Wednesday, 7 September 2011

Moody's: DP World's strengthening credit fundamentals driven by emerging markets focus (UAE) - Zawya

DP World's solid operational and financial results for H1 2011 show that its operations in emerging markets are generating at least 75% of the group's revenues and will continue underpinning its strengthening credit fundamentals, says Moody's Investors Service. Despite the greater weight of emerging markets, DP World nevertheless maintains a solid footing in developed markets, with ports supporting logistics and trade activities in a number of western European locations.

These results stand out against a background of wider market concerns about the political turmoil in parts of the Middle East as well as about growth prospects for the major global economies.
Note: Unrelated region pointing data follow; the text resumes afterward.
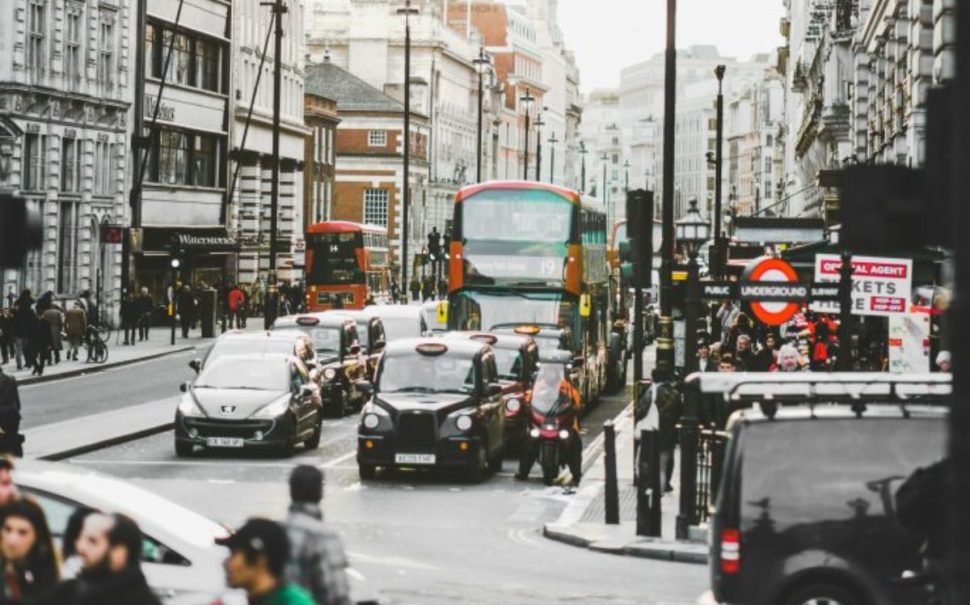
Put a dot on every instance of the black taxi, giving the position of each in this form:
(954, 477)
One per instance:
(341, 363)
(517, 359)
(435, 403)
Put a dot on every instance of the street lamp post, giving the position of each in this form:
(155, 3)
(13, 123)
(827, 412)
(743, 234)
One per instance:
(481, 62)
(718, 237)
(526, 101)
(692, 231)
(665, 343)
(407, 10)
(582, 170)
(552, 158)
(539, 124)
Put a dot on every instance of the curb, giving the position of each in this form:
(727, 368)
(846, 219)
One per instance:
(108, 442)
(679, 553)
(95, 368)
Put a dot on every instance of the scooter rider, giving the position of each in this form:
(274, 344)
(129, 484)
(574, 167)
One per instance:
(566, 393)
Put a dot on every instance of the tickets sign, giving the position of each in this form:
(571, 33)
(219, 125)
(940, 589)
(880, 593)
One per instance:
(880, 286)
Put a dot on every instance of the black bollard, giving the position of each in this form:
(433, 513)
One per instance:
(612, 504)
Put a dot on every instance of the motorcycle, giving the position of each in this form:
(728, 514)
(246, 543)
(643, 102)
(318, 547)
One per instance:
(551, 432)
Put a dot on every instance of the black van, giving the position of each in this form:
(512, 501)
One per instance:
(805, 512)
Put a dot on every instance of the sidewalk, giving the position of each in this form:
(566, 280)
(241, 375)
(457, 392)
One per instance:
(119, 354)
(582, 523)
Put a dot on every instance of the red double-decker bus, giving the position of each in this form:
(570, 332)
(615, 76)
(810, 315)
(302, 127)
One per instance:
(345, 261)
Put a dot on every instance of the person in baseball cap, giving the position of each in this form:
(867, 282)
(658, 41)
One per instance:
(258, 552)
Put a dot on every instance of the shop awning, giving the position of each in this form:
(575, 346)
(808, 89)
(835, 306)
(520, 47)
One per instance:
(203, 240)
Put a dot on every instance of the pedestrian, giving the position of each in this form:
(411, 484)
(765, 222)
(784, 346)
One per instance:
(943, 361)
(27, 556)
(54, 317)
(75, 326)
(258, 554)
(23, 322)
(235, 302)
(186, 308)
(317, 561)
(109, 547)
(143, 313)
(39, 343)
(11, 441)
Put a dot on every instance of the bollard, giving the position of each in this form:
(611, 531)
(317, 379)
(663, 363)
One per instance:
(649, 490)
(609, 459)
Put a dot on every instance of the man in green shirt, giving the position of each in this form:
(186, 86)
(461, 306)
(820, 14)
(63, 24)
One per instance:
(257, 558)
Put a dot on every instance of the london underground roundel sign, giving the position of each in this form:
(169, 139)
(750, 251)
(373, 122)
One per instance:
(770, 269)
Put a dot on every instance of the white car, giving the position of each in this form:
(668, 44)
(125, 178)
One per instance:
(180, 558)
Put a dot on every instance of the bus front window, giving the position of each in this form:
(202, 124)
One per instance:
(334, 259)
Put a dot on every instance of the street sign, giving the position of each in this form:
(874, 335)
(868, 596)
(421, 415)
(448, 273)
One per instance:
(777, 279)
(880, 286)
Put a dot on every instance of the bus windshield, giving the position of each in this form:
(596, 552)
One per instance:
(516, 236)
(484, 310)
(333, 259)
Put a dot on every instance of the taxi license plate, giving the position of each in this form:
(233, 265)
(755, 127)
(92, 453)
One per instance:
(224, 442)
(414, 458)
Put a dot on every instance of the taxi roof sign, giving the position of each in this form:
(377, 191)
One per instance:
(431, 348)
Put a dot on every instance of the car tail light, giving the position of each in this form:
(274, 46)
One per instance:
(730, 551)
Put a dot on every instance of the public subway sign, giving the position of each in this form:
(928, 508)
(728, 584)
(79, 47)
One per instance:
(880, 286)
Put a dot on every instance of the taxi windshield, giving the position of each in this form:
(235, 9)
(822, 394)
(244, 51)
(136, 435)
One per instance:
(426, 374)
(548, 396)
(509, 363)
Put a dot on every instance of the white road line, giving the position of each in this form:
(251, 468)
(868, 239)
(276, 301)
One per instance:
(95, 373)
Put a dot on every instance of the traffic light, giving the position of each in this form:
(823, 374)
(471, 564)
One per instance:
(639, 226)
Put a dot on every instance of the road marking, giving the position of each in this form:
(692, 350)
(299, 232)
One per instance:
(96, 373)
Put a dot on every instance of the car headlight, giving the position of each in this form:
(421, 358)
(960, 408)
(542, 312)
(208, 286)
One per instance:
(463, 422)
(274, 409)
(371, 421)
(188, 407)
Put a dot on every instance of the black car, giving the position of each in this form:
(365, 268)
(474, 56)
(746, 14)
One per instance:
(341, 363)
(265, 402)
(436, 403)
(806, 511)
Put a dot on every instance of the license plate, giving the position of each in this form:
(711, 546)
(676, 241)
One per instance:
(414, 458)
(224, 442)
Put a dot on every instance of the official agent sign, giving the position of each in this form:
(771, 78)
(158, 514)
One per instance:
(880, 286)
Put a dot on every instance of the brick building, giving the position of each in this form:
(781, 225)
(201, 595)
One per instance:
(370, 152)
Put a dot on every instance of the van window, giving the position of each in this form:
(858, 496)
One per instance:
(794, 473)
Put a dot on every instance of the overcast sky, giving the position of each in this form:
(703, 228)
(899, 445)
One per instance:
(608, 35)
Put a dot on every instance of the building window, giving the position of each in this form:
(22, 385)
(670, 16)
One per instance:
(72, 45)
(375, 207)
(184, 158)
(106, 52)
(36, 32)
(103, 159)
(66, 246)
(70, 165)
(377, 138)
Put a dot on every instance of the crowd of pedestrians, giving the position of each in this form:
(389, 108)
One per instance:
(297, 561)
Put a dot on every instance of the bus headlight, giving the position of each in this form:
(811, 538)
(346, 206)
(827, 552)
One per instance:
(463, 422)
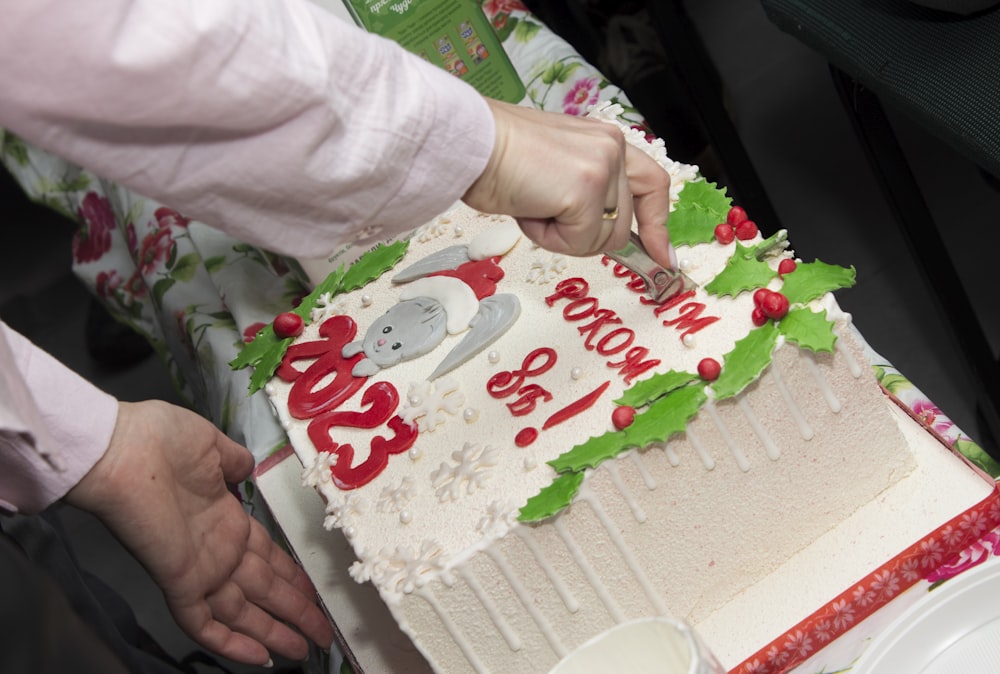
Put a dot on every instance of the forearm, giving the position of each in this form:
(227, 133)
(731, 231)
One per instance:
(54, 425)
(250, 115)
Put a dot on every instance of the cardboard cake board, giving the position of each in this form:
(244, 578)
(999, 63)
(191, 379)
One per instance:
(859, 566)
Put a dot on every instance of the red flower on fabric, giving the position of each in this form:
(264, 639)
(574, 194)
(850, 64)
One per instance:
(932, 416)
(97, 221)
(583, 94)
(155, 249)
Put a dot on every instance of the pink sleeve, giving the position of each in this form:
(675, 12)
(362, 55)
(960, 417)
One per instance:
(274, 121)
(54, 425)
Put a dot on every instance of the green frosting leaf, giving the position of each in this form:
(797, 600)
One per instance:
(372, 264)
(746, 361)
(266, 350)
(813, 279)
(551, 499)
(978, 456)
(743, 272)
(700, 206)
(668, 415)
(647, 390)
(810, 330)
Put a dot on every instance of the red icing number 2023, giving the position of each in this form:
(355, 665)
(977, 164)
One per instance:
(322, 405)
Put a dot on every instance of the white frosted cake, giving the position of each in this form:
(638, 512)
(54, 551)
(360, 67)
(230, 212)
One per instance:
(524, 450)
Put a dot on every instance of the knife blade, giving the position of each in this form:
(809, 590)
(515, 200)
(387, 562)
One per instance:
(661, 283)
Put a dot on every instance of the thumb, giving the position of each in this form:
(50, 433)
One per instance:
(235, 460)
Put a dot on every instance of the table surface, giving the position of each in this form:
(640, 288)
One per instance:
(205, 292)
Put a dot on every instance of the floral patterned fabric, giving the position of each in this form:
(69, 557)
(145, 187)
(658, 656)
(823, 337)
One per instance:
(197, 294)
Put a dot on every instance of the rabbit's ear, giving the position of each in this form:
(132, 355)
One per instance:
(495, 316)
(446, 259)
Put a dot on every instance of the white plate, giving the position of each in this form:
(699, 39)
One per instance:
(954, 629)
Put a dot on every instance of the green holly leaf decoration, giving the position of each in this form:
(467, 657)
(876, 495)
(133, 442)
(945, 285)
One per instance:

According to DP World's H1 2011 results released on 25 August, underlying consolidated throughput and revenues have grown by 11% and 17%, respectively, with all regions contributing, but with emerging markets as the clear driving force. This includes the full pro-forma consolidation of its Australian ports, of which DP World sold a 75% stake (to Citi Infrastructure Investors) and which were deconsolidated from March 12. Importantly, stable containerised revenues accounted for 80% of the group's total, further to the addition of handling capacities in India, Pakistan and China. In addition to volume growth, DP Worldhas continued to focus on cost management and has demonstrated its ability to command price increases (with like-for-like revenues per standard container rising to USD93 in H1 2011 vs. USD90 in H1 2010), resulting in a 22% increase in reported EBITDA margins, excluding one-off items.